Entonces aparecen los comunicadores metidos a predicadores. En diversos grados de frenesí, a veces con argumentos inteligentes, a veces con inconsistentes pero determinantes “J’accuse!”, sugieren o de plano señalan a un culpable. En el caso de “El Pozo”, fueron señalados el alcalde de Monterrey, don Luis Donaldo Colosio, y el gobernador de Nuevo León, don Samuel García. Un profundo suspiro exhaló el respetable público al saberse ajeno a la tragedia, y ya con las manos limpias de culpa pudo, con toda confianza, expresar su profiláctica compasión con donativos a las víctimas e improperios a los presuntos victimarios.

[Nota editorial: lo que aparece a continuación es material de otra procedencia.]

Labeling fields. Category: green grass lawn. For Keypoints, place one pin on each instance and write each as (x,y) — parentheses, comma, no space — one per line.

Pero el alcalde y el gobernador, me temo, no son culpables, son responsables del contexto social en el que estamos. Los pusimos ahí para eso, para mantener las cosas como están, es decir, para que cada quien conserve o incremente su posición en la sociedad; y que si cambia, que sea para mejorar. Pero que, eso sí, no se noten demasiado las desigualdades. Ninguno de los actuales alcaldes, ni el actual gobernador, crearon esas comunidades rupestres en medio de urbanizaciones más o menos adecuadas. Han sido la necesidad y la indolencia oficial, social e incluso mediática, la que dejó que se multiplicaran esos guetos. Además, dignificar a la miseria nos incomoda, nos sentimos humillados, creemos que mejorar el estatus de los pobres nos rebaja, demerita el esfuerzo que nosotros hicimos para superarnos. Queremos que sufran nuestras mismas penas y fracasos antes de subir un peldaño en la escala económica. Se critica la legitimación de recursos para pensionados y estudiantes, pero se celebran los caritativos “apoyos” de políticos.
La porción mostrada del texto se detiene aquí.